As well as selecting the type of the elements, a loop can specify extra parameters to filter and order the elements it iterates over. These parameters are specified by the where, orderby and unique keywords described below. The keywords may be used alone or together, but when used together they must come in this order, and will be applied in this order. Also note that where, orderby and unique clauses are run once for each element, before executing the actual loop.

The where keyword allows you to add a condition to select only certain elements. A simple form is:
foreach .objType; where :propName = 'value'
{ /* Operations for the elements */ }
Note the semicolon after the object type, to separate it from the where keyword. See the If clause for the full details of the syntax of conditions.

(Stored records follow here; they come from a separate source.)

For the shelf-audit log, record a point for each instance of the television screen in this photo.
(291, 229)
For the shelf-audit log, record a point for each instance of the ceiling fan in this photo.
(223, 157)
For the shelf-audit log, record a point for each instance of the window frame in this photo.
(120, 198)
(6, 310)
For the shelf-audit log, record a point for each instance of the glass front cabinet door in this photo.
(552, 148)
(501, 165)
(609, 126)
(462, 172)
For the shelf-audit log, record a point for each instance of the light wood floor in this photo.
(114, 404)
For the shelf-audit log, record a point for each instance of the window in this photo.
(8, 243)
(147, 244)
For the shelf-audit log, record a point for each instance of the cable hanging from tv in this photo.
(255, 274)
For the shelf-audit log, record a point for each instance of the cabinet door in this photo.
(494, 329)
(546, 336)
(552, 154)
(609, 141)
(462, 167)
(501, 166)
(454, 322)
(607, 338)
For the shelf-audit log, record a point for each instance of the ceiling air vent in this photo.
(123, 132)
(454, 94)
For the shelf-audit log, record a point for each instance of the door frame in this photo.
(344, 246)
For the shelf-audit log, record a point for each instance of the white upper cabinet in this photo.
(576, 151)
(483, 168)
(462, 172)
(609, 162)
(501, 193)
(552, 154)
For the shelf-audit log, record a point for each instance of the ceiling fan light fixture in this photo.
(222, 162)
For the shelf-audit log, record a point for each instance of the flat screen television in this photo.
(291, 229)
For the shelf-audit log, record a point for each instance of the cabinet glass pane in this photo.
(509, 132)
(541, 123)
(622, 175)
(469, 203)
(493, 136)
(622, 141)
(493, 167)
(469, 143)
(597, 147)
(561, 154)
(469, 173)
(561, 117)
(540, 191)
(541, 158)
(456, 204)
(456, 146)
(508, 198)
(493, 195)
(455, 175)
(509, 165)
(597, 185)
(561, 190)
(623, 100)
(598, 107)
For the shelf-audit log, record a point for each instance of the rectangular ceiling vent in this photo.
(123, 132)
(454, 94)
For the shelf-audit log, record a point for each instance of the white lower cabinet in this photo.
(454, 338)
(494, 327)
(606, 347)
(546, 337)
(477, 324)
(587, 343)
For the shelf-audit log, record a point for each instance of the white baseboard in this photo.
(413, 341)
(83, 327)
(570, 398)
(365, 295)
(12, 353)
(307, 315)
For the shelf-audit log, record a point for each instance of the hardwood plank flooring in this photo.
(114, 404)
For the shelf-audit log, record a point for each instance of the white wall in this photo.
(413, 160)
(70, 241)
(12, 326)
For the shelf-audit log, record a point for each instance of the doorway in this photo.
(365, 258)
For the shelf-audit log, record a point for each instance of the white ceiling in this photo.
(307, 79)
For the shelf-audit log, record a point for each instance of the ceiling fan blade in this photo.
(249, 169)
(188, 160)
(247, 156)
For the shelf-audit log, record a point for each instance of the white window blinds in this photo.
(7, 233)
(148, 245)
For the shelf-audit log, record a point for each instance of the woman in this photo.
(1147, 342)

The orderby keyword allows you to specify the order in which to iterate over the selected elements. With no sort criteria specified, elements will be sorted by type, name, and oid. You can give multiple sort criteria per loop, e.g. sort first by name and then by type:
orderby id, type
Each criterion is a series of generator commands whose output will form the strings to be compared. The criteria are separated by commas as seen above.

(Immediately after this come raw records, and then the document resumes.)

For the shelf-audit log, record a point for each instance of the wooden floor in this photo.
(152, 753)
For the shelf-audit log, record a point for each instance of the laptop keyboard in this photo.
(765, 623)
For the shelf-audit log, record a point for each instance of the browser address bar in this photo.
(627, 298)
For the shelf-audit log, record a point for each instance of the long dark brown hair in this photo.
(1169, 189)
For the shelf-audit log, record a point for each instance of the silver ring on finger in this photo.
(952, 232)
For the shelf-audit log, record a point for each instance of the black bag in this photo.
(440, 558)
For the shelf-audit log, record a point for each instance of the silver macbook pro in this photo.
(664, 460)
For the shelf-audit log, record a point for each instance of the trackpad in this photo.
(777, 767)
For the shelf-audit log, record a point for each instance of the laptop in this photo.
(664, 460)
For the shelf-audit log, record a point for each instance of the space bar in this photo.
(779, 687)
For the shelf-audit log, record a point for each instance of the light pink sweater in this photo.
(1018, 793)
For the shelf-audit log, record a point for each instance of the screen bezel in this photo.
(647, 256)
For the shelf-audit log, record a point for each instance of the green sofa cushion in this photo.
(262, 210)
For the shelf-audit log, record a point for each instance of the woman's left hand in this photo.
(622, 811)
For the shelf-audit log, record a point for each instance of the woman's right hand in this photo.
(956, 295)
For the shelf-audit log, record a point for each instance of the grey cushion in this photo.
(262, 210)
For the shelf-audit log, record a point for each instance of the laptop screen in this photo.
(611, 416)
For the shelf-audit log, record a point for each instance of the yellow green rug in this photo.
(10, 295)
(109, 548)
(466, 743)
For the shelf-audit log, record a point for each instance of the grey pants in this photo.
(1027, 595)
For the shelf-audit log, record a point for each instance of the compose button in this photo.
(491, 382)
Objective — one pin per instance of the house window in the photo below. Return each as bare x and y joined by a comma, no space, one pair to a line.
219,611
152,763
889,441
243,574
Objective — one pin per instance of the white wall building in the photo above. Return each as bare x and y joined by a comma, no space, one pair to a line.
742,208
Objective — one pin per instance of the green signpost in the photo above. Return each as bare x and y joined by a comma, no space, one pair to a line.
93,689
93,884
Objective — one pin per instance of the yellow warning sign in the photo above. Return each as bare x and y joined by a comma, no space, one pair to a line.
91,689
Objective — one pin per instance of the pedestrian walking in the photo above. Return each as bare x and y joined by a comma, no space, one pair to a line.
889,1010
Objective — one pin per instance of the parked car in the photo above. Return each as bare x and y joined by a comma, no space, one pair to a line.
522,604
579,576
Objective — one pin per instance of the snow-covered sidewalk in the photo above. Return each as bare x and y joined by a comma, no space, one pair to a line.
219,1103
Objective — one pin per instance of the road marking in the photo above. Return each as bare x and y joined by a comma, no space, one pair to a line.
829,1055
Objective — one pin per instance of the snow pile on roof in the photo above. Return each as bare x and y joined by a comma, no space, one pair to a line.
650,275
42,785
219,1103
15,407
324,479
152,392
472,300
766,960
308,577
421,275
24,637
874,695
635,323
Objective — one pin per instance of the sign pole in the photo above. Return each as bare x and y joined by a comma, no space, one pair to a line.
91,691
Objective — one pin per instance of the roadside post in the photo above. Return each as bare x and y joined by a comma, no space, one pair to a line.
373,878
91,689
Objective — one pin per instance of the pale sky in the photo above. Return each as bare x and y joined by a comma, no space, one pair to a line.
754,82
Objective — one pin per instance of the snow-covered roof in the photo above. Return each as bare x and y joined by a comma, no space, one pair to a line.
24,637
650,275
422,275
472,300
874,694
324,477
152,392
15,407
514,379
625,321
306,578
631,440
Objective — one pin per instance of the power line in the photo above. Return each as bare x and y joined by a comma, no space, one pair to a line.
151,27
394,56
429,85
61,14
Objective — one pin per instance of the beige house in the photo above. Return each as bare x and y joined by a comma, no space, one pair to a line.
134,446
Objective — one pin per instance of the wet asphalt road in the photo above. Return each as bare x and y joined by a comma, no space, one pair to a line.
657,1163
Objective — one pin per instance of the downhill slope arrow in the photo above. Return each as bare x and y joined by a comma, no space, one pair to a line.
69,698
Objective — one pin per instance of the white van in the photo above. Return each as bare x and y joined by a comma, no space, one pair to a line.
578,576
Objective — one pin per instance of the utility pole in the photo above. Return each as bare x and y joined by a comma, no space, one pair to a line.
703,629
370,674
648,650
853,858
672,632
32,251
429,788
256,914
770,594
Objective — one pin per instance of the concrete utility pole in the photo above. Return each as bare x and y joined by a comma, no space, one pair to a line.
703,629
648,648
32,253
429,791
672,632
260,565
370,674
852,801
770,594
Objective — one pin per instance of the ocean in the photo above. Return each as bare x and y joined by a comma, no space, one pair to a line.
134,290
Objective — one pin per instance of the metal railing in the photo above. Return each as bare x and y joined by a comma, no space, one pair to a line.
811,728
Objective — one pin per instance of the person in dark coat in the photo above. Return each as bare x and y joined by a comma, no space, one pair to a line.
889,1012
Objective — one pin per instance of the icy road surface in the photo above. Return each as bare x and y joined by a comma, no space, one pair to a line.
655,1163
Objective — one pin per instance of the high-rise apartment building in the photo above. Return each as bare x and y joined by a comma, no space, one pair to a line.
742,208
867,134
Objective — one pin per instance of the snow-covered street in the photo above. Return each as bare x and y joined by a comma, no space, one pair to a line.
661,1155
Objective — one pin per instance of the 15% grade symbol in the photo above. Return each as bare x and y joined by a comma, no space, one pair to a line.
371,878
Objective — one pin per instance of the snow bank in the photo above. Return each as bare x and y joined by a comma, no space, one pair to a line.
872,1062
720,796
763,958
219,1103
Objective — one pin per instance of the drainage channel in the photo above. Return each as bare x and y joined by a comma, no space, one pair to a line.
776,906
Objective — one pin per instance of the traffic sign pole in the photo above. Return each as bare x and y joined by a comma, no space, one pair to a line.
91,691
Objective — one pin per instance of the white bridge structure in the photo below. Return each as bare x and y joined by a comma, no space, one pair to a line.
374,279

You can add num after a criterion to specify numeric comparison:
orderby :count; num, :key; num
You can add desc to the end of a criterion to specify descending order, i.e. reverse the sort. The default order can be made explicit with asc:
orderby :count; num asc, :name; desc
The unique keyword allows you to specify one or more uniqueness criteria for loops to avoid handling the same kind of element multiple times. Each criterion is a series of generator commands whose output will form the strings which must be unique. For example, assume that you have a graph of Widgets. Each Widget has a property specifying which Library it is defined in, and that library must be included. If you want to output the include statements for the whole graph, without repeatedly including each library, you can do the following:
foreach .Widget; unique :Library
{ '#include <' :Library '>' newline }
Multiple criteria can be separated by commas, and an element must pass as unique on each criterion to be accepted. To allow all unique combinations to pass, simply place both within a single criterion.

If just unique is specified with no criteria, elements must be unique (i.e. not the same object etc., the same as comparing by oid). Foreach guarantees this kind of uniqueness anyway, but with do you could for instance be iterating over connected objects, and there could be two different relationships to the same object.